U.S. Army Campaigns of the Vietnam War

THE U.S. ARMY BEFORE VIETNAM, 1953–1965

THE U.S. ARMY BEFORE VIETNAM, 19531965

Donald A. Carter

U.S. Army Campaigns of the Vietnam War
CMH Pub 76-3, Paper
2015; 56 pages, illustrations, maps, further readings

GPO S/N: 008-029-00591-3

The U.S. Army Before Vietnam, 1953–1965, by Donald A. Carter, covers the period between the end of the Korean War and the initial deployment of ground combat troops to Vietnam. It describes the organizational and doctrinal changes the Army implemented as it attempted to digest the lessons of one conflict and to prepare the force for another. The pamphlet also discusses the service's efforts to maintain its position in national defense within the parameters of President Eisenhower's New Look strategic policy.
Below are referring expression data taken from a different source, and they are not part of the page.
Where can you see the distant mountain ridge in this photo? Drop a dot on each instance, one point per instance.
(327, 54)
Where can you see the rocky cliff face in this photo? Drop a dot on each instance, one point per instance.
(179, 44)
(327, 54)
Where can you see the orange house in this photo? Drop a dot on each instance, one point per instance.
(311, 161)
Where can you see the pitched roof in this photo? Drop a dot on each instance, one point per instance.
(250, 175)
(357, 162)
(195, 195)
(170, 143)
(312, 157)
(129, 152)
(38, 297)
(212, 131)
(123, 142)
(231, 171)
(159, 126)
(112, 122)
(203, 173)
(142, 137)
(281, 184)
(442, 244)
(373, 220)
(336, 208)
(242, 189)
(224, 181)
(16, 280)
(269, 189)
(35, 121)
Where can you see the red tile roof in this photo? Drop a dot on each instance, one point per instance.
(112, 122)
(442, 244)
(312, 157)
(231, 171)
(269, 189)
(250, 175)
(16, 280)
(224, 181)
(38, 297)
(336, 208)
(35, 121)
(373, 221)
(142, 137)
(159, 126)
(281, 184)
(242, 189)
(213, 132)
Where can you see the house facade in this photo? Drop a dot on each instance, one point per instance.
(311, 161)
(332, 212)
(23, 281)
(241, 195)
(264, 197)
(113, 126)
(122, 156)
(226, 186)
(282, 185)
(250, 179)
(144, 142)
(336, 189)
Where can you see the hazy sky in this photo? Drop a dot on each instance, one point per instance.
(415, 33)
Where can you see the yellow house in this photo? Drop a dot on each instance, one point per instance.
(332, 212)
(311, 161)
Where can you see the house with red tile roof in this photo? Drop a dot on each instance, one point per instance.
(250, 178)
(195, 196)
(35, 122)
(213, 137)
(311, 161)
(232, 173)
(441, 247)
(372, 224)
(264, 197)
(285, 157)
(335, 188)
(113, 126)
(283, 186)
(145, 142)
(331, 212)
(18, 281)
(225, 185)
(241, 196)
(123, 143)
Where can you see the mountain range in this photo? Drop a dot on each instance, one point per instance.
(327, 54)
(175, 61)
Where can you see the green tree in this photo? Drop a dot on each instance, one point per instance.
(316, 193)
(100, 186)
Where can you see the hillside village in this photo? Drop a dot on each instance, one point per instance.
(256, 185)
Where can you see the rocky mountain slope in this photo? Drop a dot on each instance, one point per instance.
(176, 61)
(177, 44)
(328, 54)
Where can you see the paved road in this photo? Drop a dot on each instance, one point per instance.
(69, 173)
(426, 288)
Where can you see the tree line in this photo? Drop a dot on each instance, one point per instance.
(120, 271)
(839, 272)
A key issue for the Army was the question of how to prepare a force to operate on an atomic battlefield. In order to compete with the Air Force and the Navy for a diminishing defense budget, the Army had to show that it, too, was a modern, forward-thinking organization, prepared to integrate a new family of tactical atomic weapons into its organization and doctrine. The resulting experiment with the Pentomic division forced Army leaders to reexamine some of their most basic assumptions about future conflict. With the increasing influence of Communist China throughout Southeast Asia, the Army also began to pay greater attention toward counterinsurgency and guerilla warfare. President Kennedy's interest in a doctrine of flexible response and his concern for combatting Communist inspired insurrections prompted the Army to increase training in unconventional warfare and to highlight the capabilities of its developing special forces—the Green Berets.